Former Detroit Pistons guard Isiah Thomas speaks at midcourt.

DETROIT, MICHIGAN - MARCH 30: Former Detroit Piston Isiah Thomas talks to the crowd during a celebration of the 1989 and 1990 World Championship Detroit Pistons at halftime during a game between the Portland Trail Blazers and Detroit Pistons at Little Caesars Arena on March 30, 2019 in Detroit, Michigan. (Photo by Gregory Shamus/Getty Images)

Most in the NBA world have the "GOAT" debate down to two superstars: Michael Jordan and LeBron James. Legendary point guard Isiah Thomas has a different take on the debate, opting for another NBA legend: Kareem Abdul Jabbar.

If you expand the debate a bit, the former Los Angeles Lakers center is a strong inclusion. Others might opt for Bill Russell, winner of 11 NBA Titles with the Boston Celtics, or his Lakers rival Wilt Chamberlain, an all-world talent who famously scored 100 points in a game and regularly produced unthinkable statlines.

Isiah Thomas doesn't think that Kareem's title will necessarily last over the next few years, though. He sees LeBron James overtaking him, as he looks to add to his own legacy in Los Angeles, citing his ability to do everything on the court at an elite level. The Lakers will be the favorite among the final four teams to win this year's NBA Finals.

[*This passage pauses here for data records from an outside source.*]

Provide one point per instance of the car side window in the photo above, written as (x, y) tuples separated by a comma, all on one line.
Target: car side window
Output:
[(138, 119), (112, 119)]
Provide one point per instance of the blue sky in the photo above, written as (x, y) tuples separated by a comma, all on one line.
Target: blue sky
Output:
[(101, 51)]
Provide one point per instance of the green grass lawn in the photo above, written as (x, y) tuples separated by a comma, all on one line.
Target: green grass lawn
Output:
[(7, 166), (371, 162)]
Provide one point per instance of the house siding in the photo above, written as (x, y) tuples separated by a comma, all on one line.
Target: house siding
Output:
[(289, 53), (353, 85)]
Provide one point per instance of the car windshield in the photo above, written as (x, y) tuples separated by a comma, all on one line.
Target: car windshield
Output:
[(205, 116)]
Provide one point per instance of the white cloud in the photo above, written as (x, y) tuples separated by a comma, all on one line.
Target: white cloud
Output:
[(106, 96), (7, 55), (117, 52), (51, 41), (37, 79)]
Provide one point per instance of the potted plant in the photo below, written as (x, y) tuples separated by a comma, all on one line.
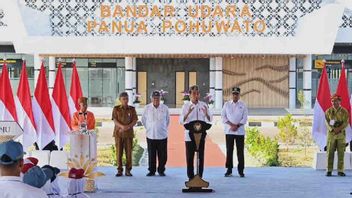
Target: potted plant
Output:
[(162, 96), (209, 100), (136, 101), (185, 98)]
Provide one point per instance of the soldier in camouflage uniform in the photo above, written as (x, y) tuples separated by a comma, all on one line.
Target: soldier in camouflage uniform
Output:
[(337, 121)]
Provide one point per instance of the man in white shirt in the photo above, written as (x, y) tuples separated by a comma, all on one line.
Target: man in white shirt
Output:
[(234, 115), (194, 110), (11, 162), (156, 120)]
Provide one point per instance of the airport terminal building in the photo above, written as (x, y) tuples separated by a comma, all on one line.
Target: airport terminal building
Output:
[(272, 49)]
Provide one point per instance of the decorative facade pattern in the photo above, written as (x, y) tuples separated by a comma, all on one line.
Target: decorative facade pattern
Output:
[(347, 20), (265, 81)]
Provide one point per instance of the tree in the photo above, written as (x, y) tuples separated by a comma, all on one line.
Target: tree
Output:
[(287, 130)]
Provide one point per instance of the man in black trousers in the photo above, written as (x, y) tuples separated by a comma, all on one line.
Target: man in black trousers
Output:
[(234, 116), (156, 120), (194, 110)]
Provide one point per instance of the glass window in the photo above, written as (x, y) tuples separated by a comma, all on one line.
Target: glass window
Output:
[(101, 79), (14, 64)]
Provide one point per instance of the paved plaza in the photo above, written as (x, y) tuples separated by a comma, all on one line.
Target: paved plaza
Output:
[(259, 182)]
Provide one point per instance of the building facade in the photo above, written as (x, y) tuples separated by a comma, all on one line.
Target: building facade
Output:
[(271, 49)]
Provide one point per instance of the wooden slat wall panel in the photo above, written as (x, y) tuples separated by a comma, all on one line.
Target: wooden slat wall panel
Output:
[(263, 80), (142, 87), (180, 87)]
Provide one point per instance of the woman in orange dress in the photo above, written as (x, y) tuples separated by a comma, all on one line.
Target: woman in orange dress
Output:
[(83, 118)]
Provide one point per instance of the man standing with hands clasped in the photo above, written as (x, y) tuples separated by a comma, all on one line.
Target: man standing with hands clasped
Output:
[(156, 121), (234, 116), (194, 110), (337, 121), (124, 117)]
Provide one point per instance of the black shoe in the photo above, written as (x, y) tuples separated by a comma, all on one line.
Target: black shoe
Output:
[(342, 174), (228, 173), (190, 177), (150, 174)]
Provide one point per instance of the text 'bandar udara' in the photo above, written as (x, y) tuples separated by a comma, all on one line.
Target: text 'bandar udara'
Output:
[(198, 19)]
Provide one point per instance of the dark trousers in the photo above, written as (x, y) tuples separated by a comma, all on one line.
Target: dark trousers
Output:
[(190, 151), (230, 139), (124, 144), (157, 148)]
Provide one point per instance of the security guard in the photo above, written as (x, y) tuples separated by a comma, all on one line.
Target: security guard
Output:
[(124, 117), (337, 121), (11, 163)]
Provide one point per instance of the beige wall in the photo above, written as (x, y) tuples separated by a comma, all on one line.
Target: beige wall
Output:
[(263, 79)]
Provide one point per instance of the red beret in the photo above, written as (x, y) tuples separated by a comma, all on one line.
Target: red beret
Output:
[(336, 97), (76, 173), (26, 167)]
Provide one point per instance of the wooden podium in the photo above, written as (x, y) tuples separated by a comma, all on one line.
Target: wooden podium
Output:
[(197, 132), (83, 144)]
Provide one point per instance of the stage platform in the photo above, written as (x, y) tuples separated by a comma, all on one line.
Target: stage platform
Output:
[(258, 183)]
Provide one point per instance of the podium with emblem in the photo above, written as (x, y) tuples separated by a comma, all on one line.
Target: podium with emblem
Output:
[(83, 150), (197, 132)]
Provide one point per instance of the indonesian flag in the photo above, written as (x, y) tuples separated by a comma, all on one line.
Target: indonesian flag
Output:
[(43, 115), (24, 110), (322, 104), (342, 90), (75, 91), (61, 110), (7, 103)]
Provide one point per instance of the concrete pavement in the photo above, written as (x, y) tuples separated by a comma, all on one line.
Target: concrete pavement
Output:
[(258, 183)]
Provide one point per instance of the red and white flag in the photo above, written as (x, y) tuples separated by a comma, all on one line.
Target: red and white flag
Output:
[(42, 111), (62, 119), (342, 90), (322, 104), (7, 102), (75, 91), (24, 110)]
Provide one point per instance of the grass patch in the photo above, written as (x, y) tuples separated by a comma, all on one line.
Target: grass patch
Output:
[(296, 157)]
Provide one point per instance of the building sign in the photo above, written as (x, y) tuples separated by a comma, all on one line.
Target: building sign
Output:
[(130, 27), (200, 19), (9, 130), (319, 64), (189, 18)]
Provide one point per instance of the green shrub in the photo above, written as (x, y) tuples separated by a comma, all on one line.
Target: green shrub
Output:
[(264, 149)]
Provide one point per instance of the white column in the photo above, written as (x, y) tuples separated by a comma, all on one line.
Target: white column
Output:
[(292, 83), (37, 63), (212, 77), (134, 75), (218, 83), (307, 81), (52, 68), (129, 78)]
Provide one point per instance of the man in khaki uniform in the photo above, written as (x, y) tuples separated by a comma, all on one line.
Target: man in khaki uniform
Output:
[(337, 121), (124, 117)]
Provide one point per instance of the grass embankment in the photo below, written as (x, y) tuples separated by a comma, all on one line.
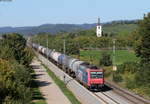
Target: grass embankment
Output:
[(62, 86), (121, 56), (37, 97)]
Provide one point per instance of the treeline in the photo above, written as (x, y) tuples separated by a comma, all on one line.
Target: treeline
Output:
[(136, 76), (15, 78), (83, 40)]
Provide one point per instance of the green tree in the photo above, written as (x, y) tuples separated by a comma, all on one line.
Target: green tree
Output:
[(105, 59), (143, 51), (143, 45)]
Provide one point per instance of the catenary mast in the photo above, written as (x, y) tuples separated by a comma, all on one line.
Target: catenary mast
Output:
[(99, 29)]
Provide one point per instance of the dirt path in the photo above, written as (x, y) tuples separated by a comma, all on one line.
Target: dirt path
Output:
[(49, 90)]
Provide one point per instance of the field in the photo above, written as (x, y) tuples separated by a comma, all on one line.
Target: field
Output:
[(121, 56)]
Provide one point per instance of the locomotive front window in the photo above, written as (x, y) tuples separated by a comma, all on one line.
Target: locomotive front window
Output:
[(96, 75)]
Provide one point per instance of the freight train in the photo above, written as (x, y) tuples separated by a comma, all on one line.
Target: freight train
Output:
[(88, 75)]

“I admire his insatiable appetite to be on top and stay on top,” Thomas said of LeBron, in a new interview with Sports Illustrated. “I’ve never seen a player dominate so many statistical categories. We’ve had players dominate certain areas, but we’ve never seen a player that truly does it all. And he’s done it, without fail, for 17 years. For now, Kareem is the best that’s ever done it. But by the time he’s done, LeBron James will be the best we have ever seen play the game of basketball.”

Also of note is the absence of Michael Jordan in the conversation, on Thomas' part. The two superstars shared a fierce rivalry during their time in the league, and Jordan is famously not fond of Thomas or his famous Detroit Pistons teams. That became even more evident this year, with the ESPN documentary series The Last Dance.

Considering his elite status in the NBA, Thomas was asked if he was hurt by his portrayal in the Michael Jordan–led The Last Dance documentary, which carefully chose its details, painting a narrative of Jordan as the hero and Thomas as the villain.

“I thought we played basketball and everybody went home,” said Thomas. “To feel that way after all these years, the level of whatever he’s carrying around, I think all of us who watched it were a little shocked by it.”

Only he knows if that is why he leaves Jordan out of the "Greatest of All-Time" discussion, where so many others consider it a settled debate in his favor.